Antes era más fácil atender a los niños, no como hoy que te dan un puntapié y se echan a correr para esconderse hasta que se te pasa el coraje o te preocupas lo suficiente para que le prometas que no le castigarás.
Al final en esas vacaciones en mi niñez, terminamos fingiendo que la superficie congelada de la granja era la superficie lunar y que el granero era nuestro cohete. Esas vacaciones se murieron los vaqueros para mí.
Ahora que si lo pienso, en la actualidad trabajar de astronauta debe resultar harto redituable a pesar de que los niños ya no los ven como héroes porque son más cotidianos. Entre prestaciones, sueldo y el seguro de vida que les dan las agencias espaciales, no me la pensaría elegir ser astronauta en vez de vaquero.
Uno tiene que ver por las comodidades sobre todo cuando se sufre desde los veintidós años de gastritis.
Mientras tanto en la cocina Lourdes preparaba un chocolate con malvaviscos, yo prendí la chimenea y traje unas cobijas y almohadas al sofá, abrí la ventana; todo estaba cubierto de blanco, había niños en esas ropas y gorras térmicas jugando a las guerritas y se veían sinceramente simpáticos resbalando por la humedad del piso.
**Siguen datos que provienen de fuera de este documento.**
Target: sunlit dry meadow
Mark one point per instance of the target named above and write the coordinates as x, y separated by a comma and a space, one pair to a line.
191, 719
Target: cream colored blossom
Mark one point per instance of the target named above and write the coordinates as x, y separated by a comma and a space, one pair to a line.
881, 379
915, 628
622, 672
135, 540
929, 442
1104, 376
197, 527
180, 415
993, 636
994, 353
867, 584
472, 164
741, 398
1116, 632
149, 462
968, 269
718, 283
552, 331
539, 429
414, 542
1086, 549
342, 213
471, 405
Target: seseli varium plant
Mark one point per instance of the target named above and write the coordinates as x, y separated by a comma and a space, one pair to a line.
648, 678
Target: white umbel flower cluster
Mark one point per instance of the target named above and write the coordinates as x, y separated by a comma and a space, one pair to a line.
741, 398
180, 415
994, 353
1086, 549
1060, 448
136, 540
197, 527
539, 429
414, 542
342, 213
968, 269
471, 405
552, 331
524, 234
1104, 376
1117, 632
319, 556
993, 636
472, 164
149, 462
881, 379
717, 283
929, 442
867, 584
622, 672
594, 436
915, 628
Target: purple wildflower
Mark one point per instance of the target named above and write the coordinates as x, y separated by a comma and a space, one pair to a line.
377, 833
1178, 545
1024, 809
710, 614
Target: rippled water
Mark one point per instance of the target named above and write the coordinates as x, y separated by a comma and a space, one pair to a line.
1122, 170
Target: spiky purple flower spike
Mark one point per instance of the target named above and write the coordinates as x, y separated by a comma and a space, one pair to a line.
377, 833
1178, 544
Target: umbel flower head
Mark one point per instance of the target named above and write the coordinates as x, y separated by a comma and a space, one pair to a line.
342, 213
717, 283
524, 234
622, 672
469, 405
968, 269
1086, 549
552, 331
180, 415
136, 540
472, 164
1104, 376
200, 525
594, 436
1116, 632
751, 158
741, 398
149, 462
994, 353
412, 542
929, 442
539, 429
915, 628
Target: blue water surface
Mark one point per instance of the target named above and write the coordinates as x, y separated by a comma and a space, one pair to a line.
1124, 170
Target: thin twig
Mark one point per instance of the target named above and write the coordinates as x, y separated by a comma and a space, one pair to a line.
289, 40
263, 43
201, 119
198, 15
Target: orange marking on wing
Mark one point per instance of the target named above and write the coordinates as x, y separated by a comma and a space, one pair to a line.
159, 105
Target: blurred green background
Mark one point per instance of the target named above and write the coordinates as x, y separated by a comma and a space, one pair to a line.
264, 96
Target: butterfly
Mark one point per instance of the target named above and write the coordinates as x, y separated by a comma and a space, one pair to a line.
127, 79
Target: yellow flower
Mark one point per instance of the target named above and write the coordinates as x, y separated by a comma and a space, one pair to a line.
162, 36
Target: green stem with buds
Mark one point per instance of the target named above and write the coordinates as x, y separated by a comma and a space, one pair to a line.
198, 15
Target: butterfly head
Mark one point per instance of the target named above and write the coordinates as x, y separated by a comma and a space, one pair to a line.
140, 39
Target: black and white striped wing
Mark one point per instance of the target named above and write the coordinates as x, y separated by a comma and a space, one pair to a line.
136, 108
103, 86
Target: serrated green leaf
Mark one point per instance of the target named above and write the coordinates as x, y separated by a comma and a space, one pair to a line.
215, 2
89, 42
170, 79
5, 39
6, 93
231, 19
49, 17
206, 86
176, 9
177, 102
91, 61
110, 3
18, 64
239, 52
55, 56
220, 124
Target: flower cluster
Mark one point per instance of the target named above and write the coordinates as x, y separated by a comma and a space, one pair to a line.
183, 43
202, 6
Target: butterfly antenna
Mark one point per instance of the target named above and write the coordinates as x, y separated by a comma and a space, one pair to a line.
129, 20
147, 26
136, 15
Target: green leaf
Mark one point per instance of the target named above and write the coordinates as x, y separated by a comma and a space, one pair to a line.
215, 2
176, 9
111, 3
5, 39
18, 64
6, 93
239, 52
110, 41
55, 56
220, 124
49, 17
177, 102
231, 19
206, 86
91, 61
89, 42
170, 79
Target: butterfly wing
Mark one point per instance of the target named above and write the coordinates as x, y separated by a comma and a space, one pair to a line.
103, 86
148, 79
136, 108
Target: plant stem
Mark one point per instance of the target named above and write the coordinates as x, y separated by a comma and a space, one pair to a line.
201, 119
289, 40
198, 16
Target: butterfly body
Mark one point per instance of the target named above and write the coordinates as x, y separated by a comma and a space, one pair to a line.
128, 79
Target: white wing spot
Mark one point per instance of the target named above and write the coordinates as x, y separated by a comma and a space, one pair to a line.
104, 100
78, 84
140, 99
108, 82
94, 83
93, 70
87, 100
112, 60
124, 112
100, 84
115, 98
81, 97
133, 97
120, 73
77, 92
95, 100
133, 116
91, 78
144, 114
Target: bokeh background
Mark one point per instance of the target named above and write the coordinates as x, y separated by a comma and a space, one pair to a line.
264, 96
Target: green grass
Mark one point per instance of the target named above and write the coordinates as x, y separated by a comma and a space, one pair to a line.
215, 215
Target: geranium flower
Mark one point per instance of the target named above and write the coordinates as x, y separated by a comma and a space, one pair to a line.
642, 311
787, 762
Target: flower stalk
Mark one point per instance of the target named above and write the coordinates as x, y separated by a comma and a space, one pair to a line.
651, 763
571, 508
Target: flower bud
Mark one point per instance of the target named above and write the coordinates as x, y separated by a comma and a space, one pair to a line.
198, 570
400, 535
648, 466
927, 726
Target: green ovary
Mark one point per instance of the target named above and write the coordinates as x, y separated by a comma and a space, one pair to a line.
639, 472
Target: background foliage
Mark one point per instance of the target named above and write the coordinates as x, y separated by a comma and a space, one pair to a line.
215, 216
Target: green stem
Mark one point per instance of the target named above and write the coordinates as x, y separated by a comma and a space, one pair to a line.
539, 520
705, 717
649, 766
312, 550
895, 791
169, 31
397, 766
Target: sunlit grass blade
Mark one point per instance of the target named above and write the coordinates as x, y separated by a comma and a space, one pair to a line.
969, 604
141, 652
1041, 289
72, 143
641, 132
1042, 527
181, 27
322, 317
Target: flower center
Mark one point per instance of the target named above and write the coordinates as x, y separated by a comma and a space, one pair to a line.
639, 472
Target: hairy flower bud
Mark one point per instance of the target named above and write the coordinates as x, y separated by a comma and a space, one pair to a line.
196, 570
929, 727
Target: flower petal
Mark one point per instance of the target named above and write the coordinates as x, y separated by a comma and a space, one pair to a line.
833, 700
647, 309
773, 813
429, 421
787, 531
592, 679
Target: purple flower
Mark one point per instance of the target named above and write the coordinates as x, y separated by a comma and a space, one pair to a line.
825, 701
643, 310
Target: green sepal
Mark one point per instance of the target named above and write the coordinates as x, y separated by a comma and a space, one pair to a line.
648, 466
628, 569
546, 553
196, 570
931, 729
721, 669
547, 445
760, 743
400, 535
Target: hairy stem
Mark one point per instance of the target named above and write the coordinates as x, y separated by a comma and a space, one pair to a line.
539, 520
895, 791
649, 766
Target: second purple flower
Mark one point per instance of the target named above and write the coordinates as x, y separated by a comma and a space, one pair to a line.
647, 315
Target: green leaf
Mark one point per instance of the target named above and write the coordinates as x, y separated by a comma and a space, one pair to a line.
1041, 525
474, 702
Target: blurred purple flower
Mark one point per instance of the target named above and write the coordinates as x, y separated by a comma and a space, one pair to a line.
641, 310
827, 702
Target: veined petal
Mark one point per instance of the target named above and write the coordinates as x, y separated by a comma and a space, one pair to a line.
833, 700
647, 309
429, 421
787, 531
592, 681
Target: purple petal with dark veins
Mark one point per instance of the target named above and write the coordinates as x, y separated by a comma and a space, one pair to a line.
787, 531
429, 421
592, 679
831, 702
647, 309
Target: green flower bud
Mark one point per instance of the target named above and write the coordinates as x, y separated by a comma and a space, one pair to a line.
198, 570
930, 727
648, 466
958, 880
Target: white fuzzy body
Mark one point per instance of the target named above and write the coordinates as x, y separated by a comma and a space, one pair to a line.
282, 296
Lourdes llegó con los chocolates y un mantel que poso debajo de estos en la mesa de centro.
El piso reflejaba a contraluz el fuego de la chimenea, Lourdes siempre olía bien, amaba sus secretos, jamás me dejó ver que perfume usaba, pero juro que lo reconocería en cualquier lado. Se tumbó junto a mí y me tapó las piernas con la cobija.
Suspiró y platicamos de banalidades hasta que la noche comenzó a caer, los niños desaparecieron poco a poco mientras eran llamados por sus madres y por último la chimenea se apagó a falta de combustible.
El frío nos despertó entrada la noche, media taza de mi chocolate yacía helada sobre la mesita de centro, nos fuimos a dormir.
Es increíble como a cierta edad no puedes dejar de dormir.